Martin Lukeš

Personal information
- Date of birth: 17 November 1978 (age 47)
- Place of birth: Bruntál, Czechoslovakia
- Height: 1.81 m (5 ft 11 in)
- Position: Midfielder

Youth career
- 1984–1989: Slavoj Bruntál
- 1989–1998: FC Baník Ostrava

Senior career*
- Years: Team / Apps / (Gls)
- 1998–2003: FC Baník Ostrava / 70 / (10)
- 2003–2004: SK Slavia Praha / 20 / (1)
- 2004–2014: FC Baník Ostrava / 177 / (22)

International career^{‡}
- 1997–2000: Czech Republic U21 / 5 / (2)
- 1998: Czech Republic / 2 / (2)

= Martin Lukeš =

Czech footballer

Martin Lukeš (born 17 November 1978) is a Czech former footballer who played for FC Baník Ostrava as their captain.

==Club career==
Lukeš played almost his whole Gambrinus liga career for FC Baník Ostrava.
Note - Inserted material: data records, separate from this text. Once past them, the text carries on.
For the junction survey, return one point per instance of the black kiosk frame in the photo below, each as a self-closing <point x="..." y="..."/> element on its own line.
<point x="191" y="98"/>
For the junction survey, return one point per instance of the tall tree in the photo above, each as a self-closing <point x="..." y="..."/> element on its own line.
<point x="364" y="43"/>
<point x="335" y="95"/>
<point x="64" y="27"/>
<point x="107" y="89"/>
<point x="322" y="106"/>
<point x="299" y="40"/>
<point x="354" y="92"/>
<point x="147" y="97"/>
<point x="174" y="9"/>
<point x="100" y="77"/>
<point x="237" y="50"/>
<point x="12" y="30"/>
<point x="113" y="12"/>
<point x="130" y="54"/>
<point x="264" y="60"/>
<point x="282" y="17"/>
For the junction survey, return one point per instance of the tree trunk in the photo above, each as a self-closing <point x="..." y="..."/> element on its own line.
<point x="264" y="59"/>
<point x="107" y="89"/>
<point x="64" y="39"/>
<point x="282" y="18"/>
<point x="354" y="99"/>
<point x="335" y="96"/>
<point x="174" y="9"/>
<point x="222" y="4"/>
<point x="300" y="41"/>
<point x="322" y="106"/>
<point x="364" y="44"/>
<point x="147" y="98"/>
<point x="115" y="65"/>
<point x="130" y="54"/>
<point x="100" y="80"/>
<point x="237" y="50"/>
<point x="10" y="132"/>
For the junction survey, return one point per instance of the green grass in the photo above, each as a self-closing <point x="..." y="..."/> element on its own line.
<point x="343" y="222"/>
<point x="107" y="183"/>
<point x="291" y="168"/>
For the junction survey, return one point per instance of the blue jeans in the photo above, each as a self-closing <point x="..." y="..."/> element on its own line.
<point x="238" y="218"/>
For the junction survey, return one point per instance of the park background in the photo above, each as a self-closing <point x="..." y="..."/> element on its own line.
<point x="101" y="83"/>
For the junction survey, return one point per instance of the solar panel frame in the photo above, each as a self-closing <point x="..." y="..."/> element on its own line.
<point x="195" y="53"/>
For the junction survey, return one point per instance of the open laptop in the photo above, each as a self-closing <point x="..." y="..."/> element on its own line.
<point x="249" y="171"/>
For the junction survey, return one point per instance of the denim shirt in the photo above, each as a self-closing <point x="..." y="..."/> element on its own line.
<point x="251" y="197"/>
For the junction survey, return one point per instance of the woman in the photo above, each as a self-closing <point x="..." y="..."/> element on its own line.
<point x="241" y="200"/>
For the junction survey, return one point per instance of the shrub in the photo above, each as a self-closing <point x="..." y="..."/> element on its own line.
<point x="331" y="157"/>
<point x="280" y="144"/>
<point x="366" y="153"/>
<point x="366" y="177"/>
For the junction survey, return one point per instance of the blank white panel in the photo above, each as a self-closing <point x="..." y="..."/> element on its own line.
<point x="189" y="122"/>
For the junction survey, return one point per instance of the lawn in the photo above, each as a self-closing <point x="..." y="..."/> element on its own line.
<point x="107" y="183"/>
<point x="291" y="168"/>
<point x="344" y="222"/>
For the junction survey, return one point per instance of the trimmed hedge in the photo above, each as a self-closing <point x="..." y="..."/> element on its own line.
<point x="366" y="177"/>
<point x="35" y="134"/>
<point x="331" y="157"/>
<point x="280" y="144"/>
In the 2003–04 season, however, when Baník won the league title, Lukeš was at Slavia Prague. The following season he returned to Baník.

In 1997, he won the Talent of the Year award at the Czech Footballer of the Year awards. The following year he made his debut in the Czech national team.